Louise Dennis: Teaching Portfolio

Contribution to the Design and Planning of Learning Activities and/or Programmes of Study

In the period of my time at Nottingham I have designed one module from scratch, and substantially reworked two further modules. I have just been made a member of the Undergraduate Programme sub-committee which will involve me in the design of 3 new degree programmes to be offered in 2006 along with new modules to support those programmes.

Alongside these large-scale design activities I am involved in regular smaller scale activities prompted by module review and the simple need to provide new courseworks year on year to avoid plagiarism.

Course Design

While I have been at Nottingham the School has not developed a new degree course from scratch, however the e-Commerce and Digital Business degree was only 2 years old and was still suffering from teething problems. Through involvement with the Course Structure Committee (open to the entire School) and Teaching Committee (through my role as course director for our Joint Honours degree with Management) I have been involved in discussions about reworking, removing and adding modules to our catalogue in order to make all our degrees more up-to-date and functional.

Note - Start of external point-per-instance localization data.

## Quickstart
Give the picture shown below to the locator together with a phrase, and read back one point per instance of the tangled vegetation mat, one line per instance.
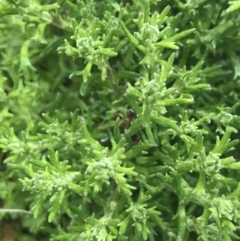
(119, 120)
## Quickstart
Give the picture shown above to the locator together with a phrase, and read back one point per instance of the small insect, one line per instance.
(126, 120)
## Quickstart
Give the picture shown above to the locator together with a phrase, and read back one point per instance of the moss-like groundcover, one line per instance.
(119, 120)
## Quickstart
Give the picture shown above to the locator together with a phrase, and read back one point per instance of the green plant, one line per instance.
(119, 119)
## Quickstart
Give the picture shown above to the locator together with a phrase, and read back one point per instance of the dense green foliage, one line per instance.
(119, 120)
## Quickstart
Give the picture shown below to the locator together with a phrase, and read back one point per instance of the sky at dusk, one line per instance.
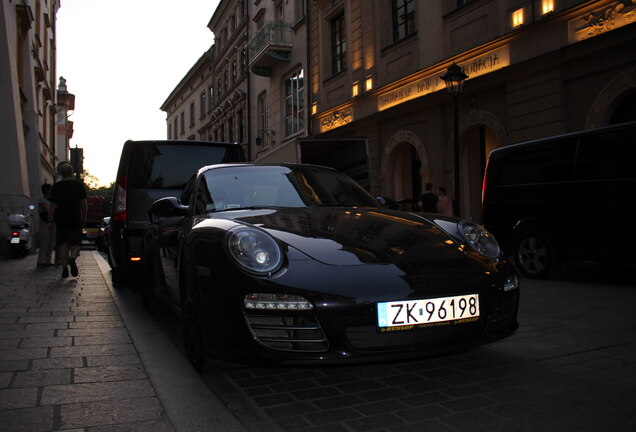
(122, 59)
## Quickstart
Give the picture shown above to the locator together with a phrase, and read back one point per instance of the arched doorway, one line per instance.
(480, 133)
(404, 167)
(615, 102)
(625, 108)
(477, 142)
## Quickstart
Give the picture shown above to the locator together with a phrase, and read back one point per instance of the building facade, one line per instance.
(189, 107)
(535, 68)
(357, 84)
(28, 123)
(278, 62)
(230, 112)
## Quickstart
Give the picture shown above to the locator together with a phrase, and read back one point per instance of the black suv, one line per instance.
(568, 197)
(149, 170)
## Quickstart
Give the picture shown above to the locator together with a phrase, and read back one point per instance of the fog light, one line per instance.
(512, 282)
(271, 301)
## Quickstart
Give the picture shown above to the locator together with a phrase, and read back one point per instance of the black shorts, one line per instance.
(71, 235)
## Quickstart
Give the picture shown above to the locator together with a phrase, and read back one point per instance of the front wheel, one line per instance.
(534, 255)
(192, 322)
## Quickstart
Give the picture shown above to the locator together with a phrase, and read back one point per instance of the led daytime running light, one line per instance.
(278, 302)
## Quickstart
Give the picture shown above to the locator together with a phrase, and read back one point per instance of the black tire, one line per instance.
(534, 255)
(16, 252)
(192, 320)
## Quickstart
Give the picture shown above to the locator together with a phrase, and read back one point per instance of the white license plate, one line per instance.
(408, 314)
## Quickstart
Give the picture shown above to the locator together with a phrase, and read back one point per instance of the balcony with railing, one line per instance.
(271, 45)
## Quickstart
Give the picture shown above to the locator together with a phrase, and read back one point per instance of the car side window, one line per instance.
(608, 155)
(202, 199)
(542, 163)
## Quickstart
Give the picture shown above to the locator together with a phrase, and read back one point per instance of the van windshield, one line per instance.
(171, 165)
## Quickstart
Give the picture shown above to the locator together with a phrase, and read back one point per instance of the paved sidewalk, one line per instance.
(75, 354)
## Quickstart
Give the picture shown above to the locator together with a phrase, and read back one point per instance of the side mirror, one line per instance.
(167, 207)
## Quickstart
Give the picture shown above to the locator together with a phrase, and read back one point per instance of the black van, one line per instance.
(569, 197)
(149, 170)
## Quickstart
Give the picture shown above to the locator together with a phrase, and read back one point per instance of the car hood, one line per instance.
(356, 236)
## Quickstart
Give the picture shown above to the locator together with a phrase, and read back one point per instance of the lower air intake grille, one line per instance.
(288, 333)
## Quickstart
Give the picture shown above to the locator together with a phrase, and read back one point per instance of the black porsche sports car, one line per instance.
(298, 263)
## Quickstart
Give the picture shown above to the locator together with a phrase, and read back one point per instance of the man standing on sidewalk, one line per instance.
(68, 207)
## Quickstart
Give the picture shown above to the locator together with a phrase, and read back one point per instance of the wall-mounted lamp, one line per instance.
(518, 18)
(547, 6)
(368, 83)
(355, 89)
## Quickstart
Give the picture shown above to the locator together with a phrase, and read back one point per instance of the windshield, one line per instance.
(249, 186)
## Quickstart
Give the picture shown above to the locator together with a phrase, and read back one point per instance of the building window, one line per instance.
(300, 9)
(403, 18)
(241, 125)
(338, 45)
(295, 103)
(261, 117)
(243, 61)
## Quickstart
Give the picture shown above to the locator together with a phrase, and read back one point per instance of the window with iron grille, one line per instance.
(338, 45)
(202, 105)
(261, 117)
(403, 18)
(241, 125)
(295, 103)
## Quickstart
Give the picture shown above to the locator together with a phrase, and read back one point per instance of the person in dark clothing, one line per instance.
(68, 209)
(428, 201)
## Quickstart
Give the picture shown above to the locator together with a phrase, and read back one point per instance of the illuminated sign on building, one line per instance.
(336, 119)
(601, 21)
(474, 67)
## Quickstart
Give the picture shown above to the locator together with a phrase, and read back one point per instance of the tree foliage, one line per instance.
(93, 186)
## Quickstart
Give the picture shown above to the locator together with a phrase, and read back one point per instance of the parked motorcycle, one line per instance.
(19, 238)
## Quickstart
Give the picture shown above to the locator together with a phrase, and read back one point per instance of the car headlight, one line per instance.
(480, 239)
(254, 250)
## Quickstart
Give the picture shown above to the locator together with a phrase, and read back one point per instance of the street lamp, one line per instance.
(454, 78)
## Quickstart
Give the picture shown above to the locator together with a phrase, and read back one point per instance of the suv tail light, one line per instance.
(119, 199)
(484, 185)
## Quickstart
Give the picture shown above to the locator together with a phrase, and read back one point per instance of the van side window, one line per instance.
(541, 163)
(202, 199)
(609, 155)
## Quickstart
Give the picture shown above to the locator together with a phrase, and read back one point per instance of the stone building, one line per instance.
(28, 124)
(535, 68)
(189, 106)
(230, 112)
(278, 62)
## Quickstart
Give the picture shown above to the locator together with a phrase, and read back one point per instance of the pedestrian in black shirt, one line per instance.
(68, 207)
(428, 201)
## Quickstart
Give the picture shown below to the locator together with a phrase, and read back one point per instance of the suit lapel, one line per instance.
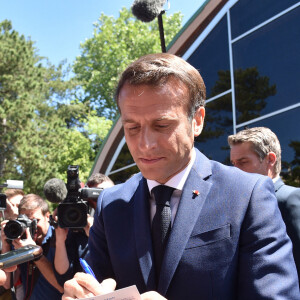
(142, 233)
(187, 215)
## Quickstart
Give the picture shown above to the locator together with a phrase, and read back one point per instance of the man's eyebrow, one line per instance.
(128, 121)
(241, 158)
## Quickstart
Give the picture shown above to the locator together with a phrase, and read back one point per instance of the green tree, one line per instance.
(116, 43)
(43, 127)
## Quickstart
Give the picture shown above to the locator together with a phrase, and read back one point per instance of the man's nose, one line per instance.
(148, 139)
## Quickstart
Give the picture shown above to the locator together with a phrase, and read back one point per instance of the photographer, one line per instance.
(70, 245)
(37, 277)
(14, 197)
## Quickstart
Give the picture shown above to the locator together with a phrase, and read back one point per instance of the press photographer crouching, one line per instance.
(32, 228)
(71, 240)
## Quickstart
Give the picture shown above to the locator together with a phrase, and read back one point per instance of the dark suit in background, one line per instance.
(227, 243)
(289, 203)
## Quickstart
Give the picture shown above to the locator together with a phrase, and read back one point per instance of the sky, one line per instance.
(59, 26)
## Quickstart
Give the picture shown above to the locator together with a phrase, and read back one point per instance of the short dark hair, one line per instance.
(263, 141)
(32, 202)
(157, 69)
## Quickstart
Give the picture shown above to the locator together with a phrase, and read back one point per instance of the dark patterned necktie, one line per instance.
(161, 224)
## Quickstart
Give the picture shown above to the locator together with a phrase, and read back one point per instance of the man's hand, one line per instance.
(3, 275)
(152, 296)
(18, 243)
(90, 221)
(84, 285)
(61, 234)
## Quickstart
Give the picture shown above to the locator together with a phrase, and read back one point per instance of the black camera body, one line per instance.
(16, 228)
(72, 212)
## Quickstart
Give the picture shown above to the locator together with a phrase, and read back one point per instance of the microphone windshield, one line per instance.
(147, 10)
(55, 190)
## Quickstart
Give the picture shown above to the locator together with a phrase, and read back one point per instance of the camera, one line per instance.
(10, 184)
(15, 228)
(2, 201)
(72, 212)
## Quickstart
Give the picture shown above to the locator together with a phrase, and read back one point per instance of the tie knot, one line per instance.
(162, 194)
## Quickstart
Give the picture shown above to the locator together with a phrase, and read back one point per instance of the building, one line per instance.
(248, 54)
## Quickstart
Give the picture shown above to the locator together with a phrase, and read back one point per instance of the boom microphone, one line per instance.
(147, 10)
(55, 190)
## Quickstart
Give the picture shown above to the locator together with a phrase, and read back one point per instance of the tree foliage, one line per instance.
(42, 124)
(116, 43)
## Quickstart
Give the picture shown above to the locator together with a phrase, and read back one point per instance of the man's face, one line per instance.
(15, 200)
(42, 222)
(157, 130)
(243, 157)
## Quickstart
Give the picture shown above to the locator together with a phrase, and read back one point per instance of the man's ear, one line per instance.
(198, 121)
(47, 215)
(271, 158)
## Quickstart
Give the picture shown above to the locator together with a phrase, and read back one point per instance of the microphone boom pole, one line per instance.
(161, 32)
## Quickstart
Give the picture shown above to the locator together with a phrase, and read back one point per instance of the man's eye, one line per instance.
(162, 126)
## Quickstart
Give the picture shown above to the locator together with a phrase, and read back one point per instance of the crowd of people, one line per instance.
(185, 227)
(44, 278)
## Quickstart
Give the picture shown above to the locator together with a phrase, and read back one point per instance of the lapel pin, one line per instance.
(195, 193)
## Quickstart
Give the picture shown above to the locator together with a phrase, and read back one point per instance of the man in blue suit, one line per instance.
(257, 150)
(227, 237)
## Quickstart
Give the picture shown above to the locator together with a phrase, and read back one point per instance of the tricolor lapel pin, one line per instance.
(195, 193)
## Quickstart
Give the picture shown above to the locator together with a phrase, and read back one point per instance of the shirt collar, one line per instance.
(178, 180)
(275, 178)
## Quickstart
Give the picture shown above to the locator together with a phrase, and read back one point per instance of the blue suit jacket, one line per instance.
(229, 242)
(289, 204)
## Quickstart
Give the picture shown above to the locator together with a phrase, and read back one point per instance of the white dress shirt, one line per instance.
(177, 182)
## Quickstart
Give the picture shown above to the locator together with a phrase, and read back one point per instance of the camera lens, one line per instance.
(13, 229)
(72, 215)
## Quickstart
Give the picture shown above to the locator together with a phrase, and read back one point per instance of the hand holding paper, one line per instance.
(85, 285)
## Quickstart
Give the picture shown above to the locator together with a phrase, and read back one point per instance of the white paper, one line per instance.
(129, 293)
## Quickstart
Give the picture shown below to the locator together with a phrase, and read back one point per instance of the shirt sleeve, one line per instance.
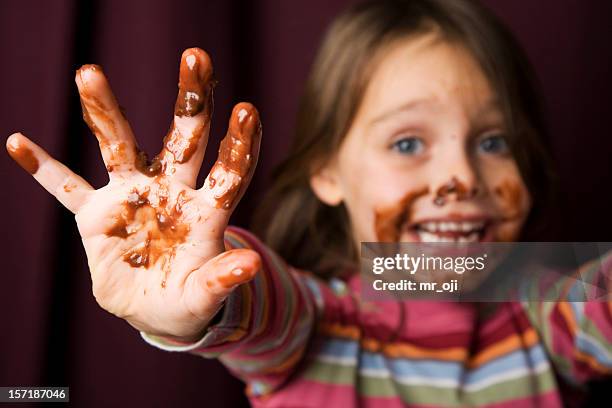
(265, 324)
(577, 333)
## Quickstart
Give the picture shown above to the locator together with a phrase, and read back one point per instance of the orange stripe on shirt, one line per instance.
(511, 343)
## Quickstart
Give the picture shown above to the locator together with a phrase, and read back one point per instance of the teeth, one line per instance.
(465, 226)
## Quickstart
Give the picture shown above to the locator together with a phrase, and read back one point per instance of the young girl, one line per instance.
(419, 123)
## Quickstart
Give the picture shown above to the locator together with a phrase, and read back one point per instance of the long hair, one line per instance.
(314, 236)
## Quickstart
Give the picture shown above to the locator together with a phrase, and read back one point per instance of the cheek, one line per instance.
(389, 220)
(513, 203)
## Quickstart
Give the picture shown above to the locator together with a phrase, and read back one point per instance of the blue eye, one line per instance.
(494, 144)
(409, 145)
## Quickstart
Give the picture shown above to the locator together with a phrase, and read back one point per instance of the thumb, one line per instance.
(208, 286)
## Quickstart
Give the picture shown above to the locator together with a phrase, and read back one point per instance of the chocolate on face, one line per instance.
(24, 157)
(390, 220)
(235, 156)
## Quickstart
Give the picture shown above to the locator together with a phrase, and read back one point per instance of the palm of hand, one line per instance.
(154, 243)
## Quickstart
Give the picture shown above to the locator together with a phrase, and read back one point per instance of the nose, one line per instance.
(455, 178)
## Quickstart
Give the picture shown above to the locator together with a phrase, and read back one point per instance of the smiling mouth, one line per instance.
(450, 230)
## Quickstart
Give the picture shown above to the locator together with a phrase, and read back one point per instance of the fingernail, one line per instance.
(22, 155)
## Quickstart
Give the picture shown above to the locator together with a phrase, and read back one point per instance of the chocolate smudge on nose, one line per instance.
(195, 85)
(24, 157)
(235, 152)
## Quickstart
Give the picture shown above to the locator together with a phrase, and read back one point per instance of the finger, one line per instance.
(106, 120)
(185, 143)
(207, 287)
(69, 189)
(238, 153)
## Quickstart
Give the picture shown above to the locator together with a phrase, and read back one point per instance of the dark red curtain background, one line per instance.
(53, 332)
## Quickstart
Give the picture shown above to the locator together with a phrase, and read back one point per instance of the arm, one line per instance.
(577, 334)
(265, 324)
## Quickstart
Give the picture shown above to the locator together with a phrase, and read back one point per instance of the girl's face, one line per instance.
(426, 158)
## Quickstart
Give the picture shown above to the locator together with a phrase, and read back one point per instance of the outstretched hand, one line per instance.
(154, 242)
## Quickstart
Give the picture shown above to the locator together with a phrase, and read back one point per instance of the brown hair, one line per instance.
(317, 237)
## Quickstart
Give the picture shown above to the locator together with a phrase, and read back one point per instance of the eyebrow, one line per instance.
(491, 105)
(410, 105)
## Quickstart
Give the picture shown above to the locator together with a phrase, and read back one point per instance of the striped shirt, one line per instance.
(298, 341)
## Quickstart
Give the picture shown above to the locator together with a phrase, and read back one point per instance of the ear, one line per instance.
(325, 185)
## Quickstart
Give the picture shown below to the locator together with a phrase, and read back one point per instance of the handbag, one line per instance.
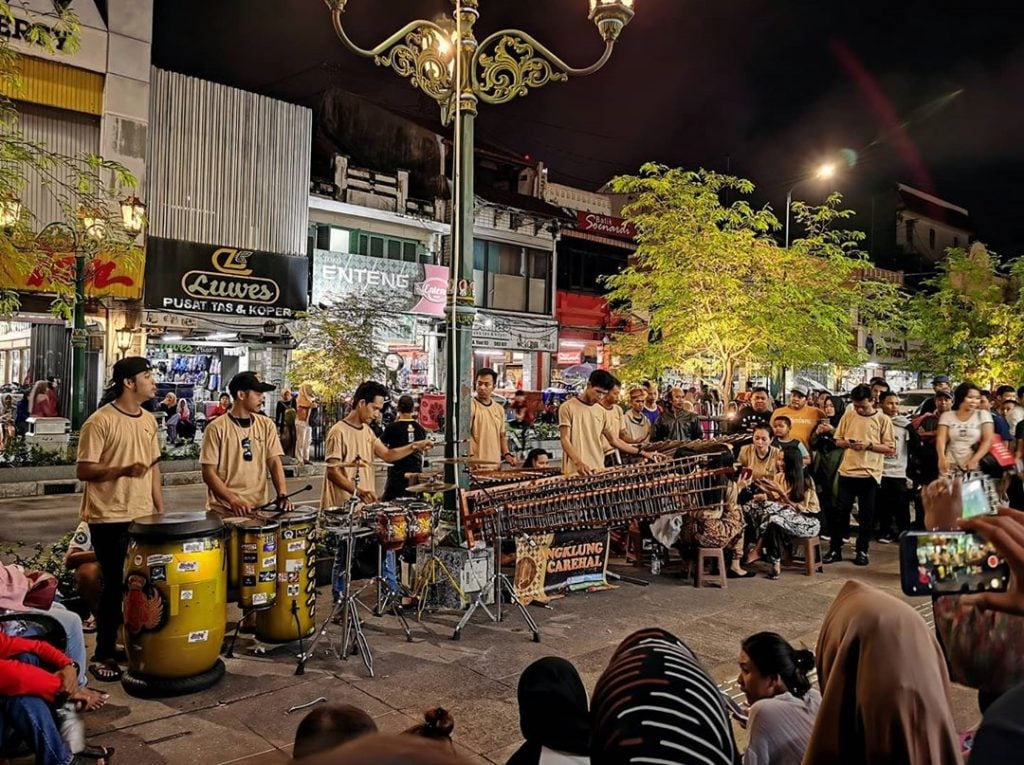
(42, 590)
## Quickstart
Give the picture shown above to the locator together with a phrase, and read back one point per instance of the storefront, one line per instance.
(415, 291)
(515, 346)
(213, 311)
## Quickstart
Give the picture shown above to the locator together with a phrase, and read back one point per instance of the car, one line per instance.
(910, 400)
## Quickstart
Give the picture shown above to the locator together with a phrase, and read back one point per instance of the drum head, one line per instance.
(176, 525)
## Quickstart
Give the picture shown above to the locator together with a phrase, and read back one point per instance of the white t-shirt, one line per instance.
(780, 728)
(964, 435)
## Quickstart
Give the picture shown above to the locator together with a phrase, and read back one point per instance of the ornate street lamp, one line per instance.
(446, 62)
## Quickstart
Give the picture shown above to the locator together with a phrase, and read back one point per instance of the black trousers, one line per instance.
(111, 544)
(863, 491)
(893, 505)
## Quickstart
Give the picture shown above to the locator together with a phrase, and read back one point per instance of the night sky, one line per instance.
(929, 93)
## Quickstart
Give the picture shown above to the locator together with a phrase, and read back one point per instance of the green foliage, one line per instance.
(719, 293)
(41, 557)
(969, 319)
(79, 185)
(339, 345)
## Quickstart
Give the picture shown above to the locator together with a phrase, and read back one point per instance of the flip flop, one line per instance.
(105, 672)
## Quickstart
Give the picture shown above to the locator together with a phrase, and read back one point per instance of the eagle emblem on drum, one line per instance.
(144, 606)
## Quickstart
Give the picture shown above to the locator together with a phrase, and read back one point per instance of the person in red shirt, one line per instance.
(34, 676)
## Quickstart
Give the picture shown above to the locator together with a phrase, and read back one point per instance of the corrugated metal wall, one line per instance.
(226, 167)
(64, 132)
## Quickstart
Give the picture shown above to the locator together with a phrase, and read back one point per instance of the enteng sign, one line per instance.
(605, 224)
(411, 288)
(224, 281)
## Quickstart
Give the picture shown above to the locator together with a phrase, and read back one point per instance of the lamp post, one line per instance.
(823, 172)
(445, 61)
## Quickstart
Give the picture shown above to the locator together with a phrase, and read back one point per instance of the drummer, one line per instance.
(118, 452)
(351, 440)
(238, 451)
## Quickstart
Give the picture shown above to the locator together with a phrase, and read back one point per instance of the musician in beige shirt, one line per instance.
(584, 429)
(239, 449)
(487, 438)
(351, 439)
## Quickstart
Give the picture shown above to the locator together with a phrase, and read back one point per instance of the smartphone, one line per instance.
(945, 562)
(976, 500)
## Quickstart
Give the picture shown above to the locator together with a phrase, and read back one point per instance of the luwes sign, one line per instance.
(224, 281)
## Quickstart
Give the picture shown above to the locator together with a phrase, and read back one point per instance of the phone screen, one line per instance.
(949, 562)
(975, 499)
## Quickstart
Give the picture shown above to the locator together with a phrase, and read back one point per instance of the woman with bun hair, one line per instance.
(773, 675)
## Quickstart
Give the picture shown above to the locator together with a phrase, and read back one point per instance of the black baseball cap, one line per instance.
(129, 367)
(248, 381)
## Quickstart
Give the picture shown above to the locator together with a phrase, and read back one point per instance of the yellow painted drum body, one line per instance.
(175, 601)
(292, 614)
(257, 562)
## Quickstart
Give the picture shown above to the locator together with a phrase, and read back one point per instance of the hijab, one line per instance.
(553, 711)
(885, 690)
(654, 703)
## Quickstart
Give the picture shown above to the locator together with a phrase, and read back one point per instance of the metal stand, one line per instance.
(501, 585)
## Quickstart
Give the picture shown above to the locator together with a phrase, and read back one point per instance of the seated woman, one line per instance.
(773, 676)
(759, 457)
(779, 510)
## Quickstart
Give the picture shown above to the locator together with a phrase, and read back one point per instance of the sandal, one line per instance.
(105, 671)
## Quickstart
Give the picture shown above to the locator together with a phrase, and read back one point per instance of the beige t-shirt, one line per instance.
(613, 422)
(586, 424)
(873, 429)
(114, 438)
(344, 443)
(486, 430)
(222, 448)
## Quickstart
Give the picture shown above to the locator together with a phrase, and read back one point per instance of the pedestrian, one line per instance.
(866, 436)
(118, 453)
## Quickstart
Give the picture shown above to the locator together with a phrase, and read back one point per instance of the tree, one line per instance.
(968, 319)
(719, 291)
(340, 344)
(87, 189)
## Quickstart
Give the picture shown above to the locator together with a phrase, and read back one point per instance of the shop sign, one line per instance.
(412, 288)
(119, 277)
(605, 224)
(514, 333)
(223, 281)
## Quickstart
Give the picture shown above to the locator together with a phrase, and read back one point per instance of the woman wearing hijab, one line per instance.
(885, 691)
(553, 715)
(655, 704)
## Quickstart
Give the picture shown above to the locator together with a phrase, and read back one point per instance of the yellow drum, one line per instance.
(175, 601)
(257, 562)
(292, 614)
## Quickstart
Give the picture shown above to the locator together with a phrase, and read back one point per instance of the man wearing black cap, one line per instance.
(117, 462)
(939, 382)
(238, 451)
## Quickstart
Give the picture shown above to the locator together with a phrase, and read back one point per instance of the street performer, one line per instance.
(585, 427)
(239, 449)
(352, 440)
(487, 437)
(118, 453)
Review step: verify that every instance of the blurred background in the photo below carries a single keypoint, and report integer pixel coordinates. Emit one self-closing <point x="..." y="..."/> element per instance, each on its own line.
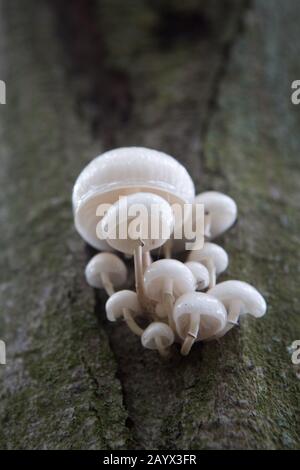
<point x="209" y="83"/>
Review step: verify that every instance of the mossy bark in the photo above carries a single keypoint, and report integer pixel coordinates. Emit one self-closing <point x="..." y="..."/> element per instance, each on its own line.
<point x="210" y="84"/>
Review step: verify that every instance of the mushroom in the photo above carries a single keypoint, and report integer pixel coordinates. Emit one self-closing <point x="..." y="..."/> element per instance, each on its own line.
<point x="124" y="304"/>
<point x="198" y="316"/>
<point x="200" y="273"/>
<point x="158" y="336"/>
<point x="106" y="271"/>
<point x="238" y="298"/>
<point x="165" y="280"/>
<point x="132" y="234"/>
<point x="214" y="258"/>
<point x="221" y="212"/>
<point x="122" y="172"/>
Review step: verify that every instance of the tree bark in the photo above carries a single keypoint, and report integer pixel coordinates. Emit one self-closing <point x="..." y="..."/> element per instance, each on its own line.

As stated above I have just become involved with the design of three new degrees of which I have particular responsibility for a new degree entitled Computer Science with Formal Methods. At present the basic course structure for this is still being finalised.

Module Design

In my first year at Nottingham I had to design a module from scratch based only on an outline syllabus, this is discussed in full in my discussion of G53DDB. I have also substantially reworked G51SWT and am gradually altering G51MC2 to better reflect my lecturing style and current student ability at intake. I am also in the process of designing an entirely new 3rd year module in my research area from scratch - this is currently tentatively entitled "Automated Mathematical Reasoning".

Coursework Design

In all my modules, bar G51MC2 where I inherited exercise sets from my predecessor, I have had to design coursework (both formative and summative). I usually hope that such courseworks will have a learning as well as an assessment outcome. In the case of G53DDB I hoped the courseworks would help the students learn both about the subject matter (which was not really covered in lectures) and help develop critical and analytical skills. In the courseworks designed for G51SWT I hope to foster technical tool use and programming skills.

Tutorial Design

The school runs a system of tutorials in the first year which are not a part of any specific module but intended as a general trouble-shooting exercise. Many lecturers choose to run these in an entirely informal fashion however I have found mine benefit from some advance planning discussed under 1st Year Tutorials. One of the outcomes of my individual project taken as part of the PGCHE has been a plan to design some 1st year tutorial material based on the plagiarism scenarios used in the project questionnaire which tutors can opt to use to help students engage better with the issues of plagiarism and collusion.